Please note: This is NOT the most current catalog.
Director, 2007-08: Solveig Zempel (Norwegian), associate dean, Interdisciplinary and General Studies
Interdisciplinary courses use the resources of several disciplines to investigate topics that cut across departmental lines. These courses raise awareness about the distinctive methodologies and conceptual frameworks of different disciplines and their strengths and possible biases in describing, explaining, and evaluating reality.
Oral communication is an essential part of science and mathematics. Students work closely with a faculty member to learn and practice important aspects of communicating technical information to both expert and non-expert audiences. Enrollment by permission of instructor only. Prerequisite: Previous participation in summer communication series. P/N only. Offered both semesters.
This course provides an examination and application of the key content, skills, and perspectives of human geography. The lens of the geographer focuses on the spatial distribution of phenomena over the surface of the earth, asking the questions "where" and "why there." The practices and skills of geography are used to investigate a variety of issues in the Middle East, including environmental problems, the culture and management of sacred places, and the reasons for war and the need for peace.
An interdisciplinary approach to war and peace, this course incorporates the dual perspective of philosophy and history. Students study various ethical arguments as shaped in different cultures. Examples are drawn from ancient Athens, medieval Christendom, Asia, Islam, and the modern West; ethical topics include: pacifism, utilitarianism, divine command ethics, natural law theory, feminism, and cultural relativism. The course begins with warfare as treated in the Bible and concludes with nuclear terrorism. Prerequisite: completion of BTS-T.
This course circles the Baltic Sea, covering forces of integration--social, economic, linguistic, and historical--that create an identifiable region. Thematic structures include the Hanseatic League (1200-1650), the papal order of Teutonic Knights (1200-1701), the Latin Church and alphabet, the gothic brick architecture, integration into the European Union, environmental issues and others. Offered during Interim.

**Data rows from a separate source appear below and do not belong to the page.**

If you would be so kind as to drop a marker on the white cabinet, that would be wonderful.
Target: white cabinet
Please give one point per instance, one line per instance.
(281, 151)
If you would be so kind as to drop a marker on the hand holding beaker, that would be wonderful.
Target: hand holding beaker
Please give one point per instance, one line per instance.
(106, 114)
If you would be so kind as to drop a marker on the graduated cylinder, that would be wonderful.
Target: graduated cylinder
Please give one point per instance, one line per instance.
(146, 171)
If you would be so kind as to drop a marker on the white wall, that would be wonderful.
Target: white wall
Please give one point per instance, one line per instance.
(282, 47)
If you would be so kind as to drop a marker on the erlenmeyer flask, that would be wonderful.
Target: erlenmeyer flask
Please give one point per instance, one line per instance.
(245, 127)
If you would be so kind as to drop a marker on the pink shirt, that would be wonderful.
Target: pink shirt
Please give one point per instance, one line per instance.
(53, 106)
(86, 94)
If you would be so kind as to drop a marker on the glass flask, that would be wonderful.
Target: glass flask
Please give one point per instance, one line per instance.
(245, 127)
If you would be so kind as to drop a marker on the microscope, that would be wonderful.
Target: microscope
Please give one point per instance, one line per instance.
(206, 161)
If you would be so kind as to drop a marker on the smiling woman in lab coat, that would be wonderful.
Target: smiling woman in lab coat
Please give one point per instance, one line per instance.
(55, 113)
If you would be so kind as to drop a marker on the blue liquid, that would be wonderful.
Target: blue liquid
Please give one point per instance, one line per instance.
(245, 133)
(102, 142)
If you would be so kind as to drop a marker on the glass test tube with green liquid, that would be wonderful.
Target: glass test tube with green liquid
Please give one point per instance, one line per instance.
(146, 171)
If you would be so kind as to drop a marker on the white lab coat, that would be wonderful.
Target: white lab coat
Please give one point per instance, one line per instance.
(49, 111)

Students explore health care at a major metropolitan hospital (Lutheran General Hospital, Park Ridge, Ill.), investigating the variety of services designed to treat patients as whole beings -- including pastoral patient care, day care for preschool and elderly, and treatment for substance abuse. Students meet weekly in group seminars in addition to their observations at the hospital and conversations with health care professionals. Prerequisite: apply through instructor before registration. P/N grading only. Offered during Interim.
Students study drama and theater through the reading of dramatic criticism and plays, attendance at approximately 20 performances, group discussions, guest lectures, and tours. London, the theatrical center of the English-speaking world, enables students to experience a wide variety of theatrical performances ranging from traditional to modern. Excursions to Stratford-upon-Avon, Oxford, and Canterbury offer additional theater perspectives.. Offered during Interim.
298 Independent Study
This course provides a comprehensive research opportunity, including an introduction to relevant background material, technical instruction, identification of a meaningful project, and data collection. The topic is determined by the faculty member in charge of the course and may relate to his/her research interests. Prerequisite: Determined by individual instructor. Offer based on department decision.